Out of roughly 26,000 retirees working in California public schools in 2007, about 9,100 got exemptions. Until this January, any educator could come back and earn unrestricted money if they retired from school employment for at least a year. No approval was needed.

Even with the golden handshake, it’s debatable whether returned retirees really cost San Diego Unified. Retirees cost an estimated 17 to 20 percent less than ordinary workers because they don’t get benefits or pension contributions, said Chief Human Resources Officer Sam Wong. And if nobody in the school district can do the work, hiring a retiree costs the same as hiring an outside employee or group, Knott said.

“The real question with bringing someone back is whether the work is necessary for the district,” said Ron Bennett, president of School Services of California, which consults school districts on management and finance. “And if it’s necessary, whether they hire a young part-time teacher or a retiree, the economics are pretty much the same.”

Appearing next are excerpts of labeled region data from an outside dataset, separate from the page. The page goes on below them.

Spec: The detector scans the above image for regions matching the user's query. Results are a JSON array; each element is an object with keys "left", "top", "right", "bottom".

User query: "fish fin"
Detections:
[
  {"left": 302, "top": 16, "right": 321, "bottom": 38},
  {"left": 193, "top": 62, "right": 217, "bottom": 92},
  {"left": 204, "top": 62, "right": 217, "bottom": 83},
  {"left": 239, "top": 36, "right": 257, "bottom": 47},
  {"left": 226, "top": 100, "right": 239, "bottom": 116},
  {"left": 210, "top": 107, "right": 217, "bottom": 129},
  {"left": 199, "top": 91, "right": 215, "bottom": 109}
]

But rehiring employees who are still reaping paychecks for leaving the school district frustrates parents such as David Page, who questioned the wisdom of the golden handshake. Page leads a for schools that receive federal funding for low-income students, and told federal investigators to study whether federal funds were misspent on the bonuses.

Comebacks are a hidden cost of golden handshakes that go unnoticed in budget calculations, he said. Though San Diego Unified estimated beforehand that it would save $7.7 million, Leighton said the school district hasn’t calculated how much the golden handshake ultimately saved — or cost. Rehiring the workers chips away at any savings, Page said, and it illustrates the brain drain that San Diego Unified suffered by paying away its most senior employees.

“All these peoples with master’s degrees and years of service left, and then they hurried up and found them again,” Page said. “What did that cost us?”

Offering the golden handshake was considered a gentler way to cut employees than laying off the newest teachers and classified staff, as San Diego Unified did this year. But when Knott returned to counsel San Diego Unified on how to weather this year’s budget crisis, he dissuaded the school board from offering another exit bonus.

“You’re paying somebody to do something they were going to do anyway,” Knott said. That can help in a single tough year, but when budget problems persist, speeding up retirements means you have fewer retirees in following years. “And they didn’t factor in costs for having to bring people back.”

The phenomenon also raises questions about protections against gaming the teachers’ pension system. Retired employees who go back to work in public schools must get approval to earn above a roughly $28,000 limit while keeping their pension. If they don’t, each dollar they earn above the limit is deducted from their pension. Human resources chief Wong said CalSTRS demands exacting evidence of why a rehired retiree should keep their full pension — an emergency vacancy, for example.

But CalSTRS spokeswoman Sherry Reser said the pension system doesn’t police who gets the exemptions. While the system has guidelines about when school districts can grant exemptions, it doesn’t judge whether employees meet those criteria, “only the completeness of the paperwork,” Reser said. School districts decide which employees are eligible to keep their full pensions while earning above the limit.

Exemptions are “fairly routine, and I’m not sure it’s a good idea,” said school board member John de Beck. “I can’t remember the state ever telling us no.”

Because school districts have already paid for pensions when retirees return, they have little stake in stopping abuses of the pension system, said University of Arkansas economics and education reform professor Robert Costrell. And it’s not the employees’ fault, he said. When retirement incentives push useful employees out the door, it makes economic sense to come back and keep earning.

“You push these expenditures onto the system as a whole, and it has some impact for individual [districts] — but a very small one,” said Costrell. “The problem is when everybody ends up doing it. … Double dipping is a rational response to an irrational system.”